Diyarbakır ve Mardin'de dün yaşanan patlamalarla ilgili soruya yanıt veren Demirtaş, "Mazur görebileceğimiz eylem değildir. Çok sayıda yurttaş yaşamını yitirdi, yaralananlar var. Halkımıza başsağlığı diliyorum" dedi. Demirtaş, Kürt illerinde süren şiddet ortamından AKP/Saray iktidarının savaş politikalarının sorumlu olduğuna işaret etti ve şunları ifade etti: "Türkiye'yi kan gölüne çeviren anlayışın savaşın durması gerektiğini belirtiyoruz. Hükümetin savaşın durması lazım demesi için kaç kişinin daha ölmesi lazım. Artık yeter diyoruz, çağrılarımızı tekrarlıyoruz. Ne yazık ki bizim dışımızda da barış çağrısı yapan yok."
‘Hükümet hep provokasyonların arkasında durdu’
Ceylanpınar'da iki polisin bulundukları evde öldürülmesine ilişkin soruşturmada Cemaat parmağı olduğu yönündeki iddiaları da değerlendiren Demirtaş, "O olaydan dolayı tutuklananlar o saatte o kentte olmadıklarını kanıtladılar.

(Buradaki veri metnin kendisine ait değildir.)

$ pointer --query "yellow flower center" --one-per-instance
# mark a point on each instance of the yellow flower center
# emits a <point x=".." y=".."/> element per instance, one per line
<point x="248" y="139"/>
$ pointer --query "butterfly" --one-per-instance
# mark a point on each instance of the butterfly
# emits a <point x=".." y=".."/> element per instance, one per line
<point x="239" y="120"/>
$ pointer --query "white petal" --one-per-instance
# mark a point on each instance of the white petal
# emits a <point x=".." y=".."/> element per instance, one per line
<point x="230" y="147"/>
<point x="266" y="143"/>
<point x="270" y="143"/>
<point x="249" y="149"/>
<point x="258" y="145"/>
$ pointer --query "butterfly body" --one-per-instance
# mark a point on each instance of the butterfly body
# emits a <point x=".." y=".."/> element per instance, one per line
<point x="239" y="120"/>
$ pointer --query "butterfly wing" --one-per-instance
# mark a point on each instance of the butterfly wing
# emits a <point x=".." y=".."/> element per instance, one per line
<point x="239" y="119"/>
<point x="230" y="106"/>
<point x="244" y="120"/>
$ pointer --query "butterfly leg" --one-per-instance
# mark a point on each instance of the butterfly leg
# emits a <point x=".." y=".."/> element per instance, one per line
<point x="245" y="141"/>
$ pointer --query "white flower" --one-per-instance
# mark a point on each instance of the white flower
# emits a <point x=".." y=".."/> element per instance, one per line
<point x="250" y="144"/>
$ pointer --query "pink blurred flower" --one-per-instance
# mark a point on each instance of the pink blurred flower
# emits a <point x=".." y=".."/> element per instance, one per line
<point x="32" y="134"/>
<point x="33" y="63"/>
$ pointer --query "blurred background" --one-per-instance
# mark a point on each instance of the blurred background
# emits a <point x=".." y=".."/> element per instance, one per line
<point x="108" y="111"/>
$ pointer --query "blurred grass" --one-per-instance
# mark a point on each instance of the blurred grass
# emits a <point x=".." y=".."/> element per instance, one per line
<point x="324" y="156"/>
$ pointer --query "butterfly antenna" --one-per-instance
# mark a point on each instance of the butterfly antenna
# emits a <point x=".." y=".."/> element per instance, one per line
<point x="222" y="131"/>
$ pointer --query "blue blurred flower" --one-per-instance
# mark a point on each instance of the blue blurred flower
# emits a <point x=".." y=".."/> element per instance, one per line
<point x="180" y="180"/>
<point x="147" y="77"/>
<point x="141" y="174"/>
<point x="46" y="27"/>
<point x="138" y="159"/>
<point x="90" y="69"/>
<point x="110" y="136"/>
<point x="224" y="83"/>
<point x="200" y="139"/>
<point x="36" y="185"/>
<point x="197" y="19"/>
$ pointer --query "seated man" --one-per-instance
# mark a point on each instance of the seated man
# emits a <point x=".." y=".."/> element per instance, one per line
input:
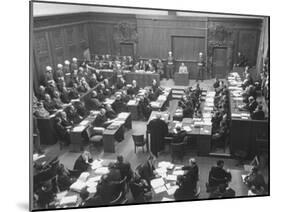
<point x="49" y="104"/>
<point x="101" y="119"/>
<point x="252" y="105"/>
<point x="223" y="191"/>
<point x="147" y="170"/>
<point x="82" y="163"/>
<point x="258" y="113"/>
<point x="114" y="174"/>
<point x="62" y="132"/>
<point x="119" y="105"/>
<point x="144" y="108"/>
<point x="134" y="90"/>
<point x="186" y="189"/>
<point x="193" y="170"/>
<point x="180" y="135"/>
<point x="218" y="175"/>
<point x="57" y="101"/>
<point x="124" y="168"/>
<point x="140" y="189"/>
<point x="93" y="103"/>
<point x="110" y="113"/>
<point x="183" y="68"/>
<point x="255" y="181"/>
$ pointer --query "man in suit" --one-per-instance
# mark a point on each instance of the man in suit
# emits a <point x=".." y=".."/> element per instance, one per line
<point x="101" y="119"/>
<point x="218" y="175"/>
<point x="180" y="135"/>
<point x="82" y="163"/>
<point x="93" y="103"/>
<point x="158" y="130"/>
<point x="258" y="113"/>
<point x="183" y="68"/>
<point x="124" y="168"/>
<point x="147" y="170"/>
<point x="119" y="105"/>
<point x="252" y="105"/>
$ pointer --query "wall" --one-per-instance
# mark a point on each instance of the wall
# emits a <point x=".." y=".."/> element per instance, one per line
<point x="61" y="37"/>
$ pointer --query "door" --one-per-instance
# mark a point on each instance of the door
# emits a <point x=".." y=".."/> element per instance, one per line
<point x="127" y="49"/>
<point x="220" y="62"/>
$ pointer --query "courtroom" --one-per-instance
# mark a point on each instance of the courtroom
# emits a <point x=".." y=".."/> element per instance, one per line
<point x="135" y="106"/>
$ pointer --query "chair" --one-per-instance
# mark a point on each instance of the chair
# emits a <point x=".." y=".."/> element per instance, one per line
<point x="139" y="141"/>
<point x="95" y="137"/>
<point x="177" y="151"/>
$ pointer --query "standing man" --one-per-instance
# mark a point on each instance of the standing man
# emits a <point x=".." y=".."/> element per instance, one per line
<point x="170" y="66"/>
<point x="200" y="66"/>
<point x="158" y="130"/>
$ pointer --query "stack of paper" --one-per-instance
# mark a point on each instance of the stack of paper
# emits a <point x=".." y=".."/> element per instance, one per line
<point x="84" y="176"/>
<point x="171" y="177"/>
<point x="78" y="186"/>
<point x="178" y="172"/>
<point x="102" y="170"/>
<point x="166" y="165"/>
<point x="155" y="183"/>
<point x="69" y="200"/>
<point x="96" y="164"/>
<point x="172" y="189"/>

Ama hükümet bu meseleyi gerekçe olarak kullanmak istedi. Aynı gün Kandil'e hava saldırısı yaptılar, süreci bitirdiklerini ilan ettiler. Gülen tarafından yapıldığı iddiası yabana atılır bir şey değil. İyi araştırılırsa her şey ortaya çıkacaktır. Bu tür provokatif eylemler yapılırken, hükümet hiç soru işareti koymadı. Cizre'nin, Sur'un yıkılması dahil hep bu tür provokatif eylemlerin arkasında durdular. Bunların hepsinin iyi araştırılması lazım" şeklinde konuştu.